Os vigilantes da floresta

Estão situados em plena floresta e têm um papel muito importante, embora nem todos saibam da sua existência. Os postos de vigia são uma realidade na defesa nacional da floresta contra incêndios e este ano, pela primeira vez, vão estar activos até dia 6 de Novembro – alargando a sua actividade mais cinco semanas do que em anos anteriores.

Durante 24 horas por dia, as florestas portuguesas vão andar “sob” olho de cerca de três centenas de vigilantes. No total são 72 os postos de vigia, em funcionamento desde o dia 7 de Maio, com 288 vigilantes e que integram a Rede Nacional de Postos de Vigia (rede primária).

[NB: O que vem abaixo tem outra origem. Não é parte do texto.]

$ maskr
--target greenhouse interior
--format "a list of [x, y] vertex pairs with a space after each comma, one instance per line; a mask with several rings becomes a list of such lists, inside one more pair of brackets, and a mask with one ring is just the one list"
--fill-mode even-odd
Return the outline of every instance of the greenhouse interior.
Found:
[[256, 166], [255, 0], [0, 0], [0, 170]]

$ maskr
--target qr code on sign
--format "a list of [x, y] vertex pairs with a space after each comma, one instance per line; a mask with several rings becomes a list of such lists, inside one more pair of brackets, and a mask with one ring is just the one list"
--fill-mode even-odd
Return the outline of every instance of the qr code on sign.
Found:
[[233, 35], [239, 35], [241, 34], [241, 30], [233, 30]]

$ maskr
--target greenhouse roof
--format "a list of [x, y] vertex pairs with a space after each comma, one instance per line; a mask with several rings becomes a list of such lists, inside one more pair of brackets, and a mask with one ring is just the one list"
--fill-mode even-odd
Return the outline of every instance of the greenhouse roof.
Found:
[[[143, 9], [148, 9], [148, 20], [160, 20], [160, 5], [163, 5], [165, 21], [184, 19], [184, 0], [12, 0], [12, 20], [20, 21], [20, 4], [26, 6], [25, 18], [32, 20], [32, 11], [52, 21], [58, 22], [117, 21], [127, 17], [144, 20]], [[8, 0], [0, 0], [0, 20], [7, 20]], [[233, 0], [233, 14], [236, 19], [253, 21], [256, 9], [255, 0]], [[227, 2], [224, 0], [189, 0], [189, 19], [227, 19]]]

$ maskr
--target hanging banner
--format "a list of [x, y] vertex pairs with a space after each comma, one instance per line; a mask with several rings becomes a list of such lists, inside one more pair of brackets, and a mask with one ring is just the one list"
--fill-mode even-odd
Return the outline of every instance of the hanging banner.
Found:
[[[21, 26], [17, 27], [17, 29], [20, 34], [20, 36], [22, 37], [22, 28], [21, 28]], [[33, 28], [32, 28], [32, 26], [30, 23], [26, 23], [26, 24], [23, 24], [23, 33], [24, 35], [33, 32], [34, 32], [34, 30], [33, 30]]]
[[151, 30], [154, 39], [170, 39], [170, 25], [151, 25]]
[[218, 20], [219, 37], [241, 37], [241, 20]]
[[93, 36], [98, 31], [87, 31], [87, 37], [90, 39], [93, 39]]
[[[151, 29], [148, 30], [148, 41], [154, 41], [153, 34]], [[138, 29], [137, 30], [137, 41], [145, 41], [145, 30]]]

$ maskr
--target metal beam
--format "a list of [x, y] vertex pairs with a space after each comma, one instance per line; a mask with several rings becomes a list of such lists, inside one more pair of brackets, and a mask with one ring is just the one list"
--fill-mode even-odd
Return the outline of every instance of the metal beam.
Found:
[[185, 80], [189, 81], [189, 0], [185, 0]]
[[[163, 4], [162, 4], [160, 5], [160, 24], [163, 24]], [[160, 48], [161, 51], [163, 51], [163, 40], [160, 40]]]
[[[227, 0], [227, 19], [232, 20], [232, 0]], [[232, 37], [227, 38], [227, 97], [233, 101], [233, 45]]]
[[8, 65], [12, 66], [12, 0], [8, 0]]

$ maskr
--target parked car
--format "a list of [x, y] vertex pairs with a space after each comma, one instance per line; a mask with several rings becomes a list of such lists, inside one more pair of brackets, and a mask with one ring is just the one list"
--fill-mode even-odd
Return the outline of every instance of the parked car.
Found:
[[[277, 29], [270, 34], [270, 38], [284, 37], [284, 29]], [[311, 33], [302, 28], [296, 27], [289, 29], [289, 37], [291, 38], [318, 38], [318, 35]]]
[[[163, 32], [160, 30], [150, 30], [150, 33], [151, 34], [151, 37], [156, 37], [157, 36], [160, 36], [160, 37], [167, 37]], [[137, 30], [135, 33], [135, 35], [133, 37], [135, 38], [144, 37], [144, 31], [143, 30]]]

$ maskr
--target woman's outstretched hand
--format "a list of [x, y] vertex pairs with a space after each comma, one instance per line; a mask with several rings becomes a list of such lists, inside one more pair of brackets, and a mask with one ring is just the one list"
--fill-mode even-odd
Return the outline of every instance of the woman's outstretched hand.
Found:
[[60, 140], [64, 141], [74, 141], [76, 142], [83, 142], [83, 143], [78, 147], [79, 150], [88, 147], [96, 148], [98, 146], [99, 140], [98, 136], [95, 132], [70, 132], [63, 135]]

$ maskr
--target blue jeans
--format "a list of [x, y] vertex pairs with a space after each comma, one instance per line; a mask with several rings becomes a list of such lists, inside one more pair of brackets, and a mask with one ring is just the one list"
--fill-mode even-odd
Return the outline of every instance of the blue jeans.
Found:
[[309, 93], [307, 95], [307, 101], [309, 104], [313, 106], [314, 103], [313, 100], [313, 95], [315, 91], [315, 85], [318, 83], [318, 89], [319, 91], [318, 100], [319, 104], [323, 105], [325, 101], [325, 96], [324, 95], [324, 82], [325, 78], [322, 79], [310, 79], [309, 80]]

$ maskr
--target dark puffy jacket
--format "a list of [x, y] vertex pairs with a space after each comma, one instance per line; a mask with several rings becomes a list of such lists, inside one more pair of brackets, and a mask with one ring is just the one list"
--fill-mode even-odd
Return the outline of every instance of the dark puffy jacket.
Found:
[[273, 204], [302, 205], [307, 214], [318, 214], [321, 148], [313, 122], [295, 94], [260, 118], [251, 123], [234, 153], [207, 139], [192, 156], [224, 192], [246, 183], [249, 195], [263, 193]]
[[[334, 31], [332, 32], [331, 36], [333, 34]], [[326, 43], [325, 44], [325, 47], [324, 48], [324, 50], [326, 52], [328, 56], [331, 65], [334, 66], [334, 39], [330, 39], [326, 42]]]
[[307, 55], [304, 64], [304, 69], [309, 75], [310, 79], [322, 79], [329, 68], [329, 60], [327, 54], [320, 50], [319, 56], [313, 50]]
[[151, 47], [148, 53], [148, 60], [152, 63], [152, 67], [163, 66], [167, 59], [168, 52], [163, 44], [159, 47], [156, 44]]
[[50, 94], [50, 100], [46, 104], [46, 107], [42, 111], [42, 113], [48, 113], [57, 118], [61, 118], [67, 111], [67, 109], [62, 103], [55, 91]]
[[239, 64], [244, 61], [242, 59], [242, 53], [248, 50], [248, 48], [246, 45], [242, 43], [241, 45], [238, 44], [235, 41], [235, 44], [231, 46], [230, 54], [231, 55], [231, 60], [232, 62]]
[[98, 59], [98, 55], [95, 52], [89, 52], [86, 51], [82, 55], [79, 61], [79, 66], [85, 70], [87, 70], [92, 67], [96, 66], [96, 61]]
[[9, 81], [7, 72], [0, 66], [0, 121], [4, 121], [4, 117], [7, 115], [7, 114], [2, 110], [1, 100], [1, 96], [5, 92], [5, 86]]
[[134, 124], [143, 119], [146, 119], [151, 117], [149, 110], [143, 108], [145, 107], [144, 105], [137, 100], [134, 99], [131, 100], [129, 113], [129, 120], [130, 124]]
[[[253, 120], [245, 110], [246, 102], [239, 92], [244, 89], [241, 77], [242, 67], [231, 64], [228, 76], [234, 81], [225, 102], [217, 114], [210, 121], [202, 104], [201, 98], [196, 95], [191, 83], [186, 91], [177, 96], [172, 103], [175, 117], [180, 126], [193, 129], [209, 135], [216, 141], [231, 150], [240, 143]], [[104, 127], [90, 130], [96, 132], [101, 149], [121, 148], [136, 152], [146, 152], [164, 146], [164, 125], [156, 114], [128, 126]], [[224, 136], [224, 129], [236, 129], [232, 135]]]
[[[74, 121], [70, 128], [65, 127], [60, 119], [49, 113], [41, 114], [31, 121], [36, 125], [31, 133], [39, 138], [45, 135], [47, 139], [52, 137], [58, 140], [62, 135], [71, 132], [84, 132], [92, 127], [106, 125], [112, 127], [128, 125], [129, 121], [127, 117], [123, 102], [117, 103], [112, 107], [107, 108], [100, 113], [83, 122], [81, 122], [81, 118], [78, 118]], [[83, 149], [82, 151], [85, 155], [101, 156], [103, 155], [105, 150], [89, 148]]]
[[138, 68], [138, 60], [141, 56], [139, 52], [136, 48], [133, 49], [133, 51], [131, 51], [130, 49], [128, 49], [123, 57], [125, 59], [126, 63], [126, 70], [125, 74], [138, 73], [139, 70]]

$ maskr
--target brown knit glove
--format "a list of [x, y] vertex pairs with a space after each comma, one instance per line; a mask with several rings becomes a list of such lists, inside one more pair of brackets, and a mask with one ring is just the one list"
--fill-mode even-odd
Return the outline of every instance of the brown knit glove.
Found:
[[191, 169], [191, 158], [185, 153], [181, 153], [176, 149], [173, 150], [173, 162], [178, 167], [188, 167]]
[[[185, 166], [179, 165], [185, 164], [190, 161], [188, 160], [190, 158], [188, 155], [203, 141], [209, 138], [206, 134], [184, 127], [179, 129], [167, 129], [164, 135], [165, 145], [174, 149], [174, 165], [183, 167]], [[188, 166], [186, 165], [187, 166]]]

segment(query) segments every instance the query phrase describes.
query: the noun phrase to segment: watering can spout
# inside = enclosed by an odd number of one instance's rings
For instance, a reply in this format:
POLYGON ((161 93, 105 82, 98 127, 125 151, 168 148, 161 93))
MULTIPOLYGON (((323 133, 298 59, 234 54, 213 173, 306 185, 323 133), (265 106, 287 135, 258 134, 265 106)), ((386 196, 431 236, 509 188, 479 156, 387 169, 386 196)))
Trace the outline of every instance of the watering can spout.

No entanto, esta rede foi reforçada desde 30 de Junho e até 15 de Outubro, com a entrada em funcionamento da rede secundária, o que perfaz um total de 230 postos de vigia e 920 vigilantes das florestas.

No concelho de Cantanhede existem dois postos de vigia que integram a rede secundária: um em Lemede e outro nos Palheiros da Tocha. Já no concelho vizinho de Mira há um posto no Areão.

O AuriNegra esteve junto ao posto da Tocha, uma das áreas mais afectadas pelos incêndios de Outubro de 2017 e onde, por razões de segurança não tivemos autorização para subir. Ainda assim, ficámos a saber em que consiste este importante trabalho dos vigilantes e que tanta diferença pode fazer numa situação de fogo.

“Este trabalho é extremamente importante, porque nos permite saber o que se passa na floresta ao longo de todo o dia. Os postos estão vigiados 24 horas diárias, com cada vigilante a fazer turnos de 8 horas”, começa por explicar o Major João Caleiras, Chefe da Secção do SEPNA (Serviço de Proteção da Natureza e do Ambiente) do Comando Territorial de Coimbra.

No dia e hora em que visitámos o posto era a vez de João [nome fictício] estar de serviço. Durante horas pode não ver vivalma e o que impera é o silêncio, mas as chamadas para o posto são frequentes, “para garantir que está tudo bem”. Bem lá de cima, porque não pode deixar o seu posto de trabalho, o jovem vigilante vai-nos dizendo, de binóculos em punho, que tem estado tudo calmo pela floresta. Dali, os seus olhos alcançam vistas até quase à Serra da Boa Viagem. Cá em baixo, está o seu companheiro dos últimos dias: um cão rafeirinho, que serve de companhia em troca de alguma comida.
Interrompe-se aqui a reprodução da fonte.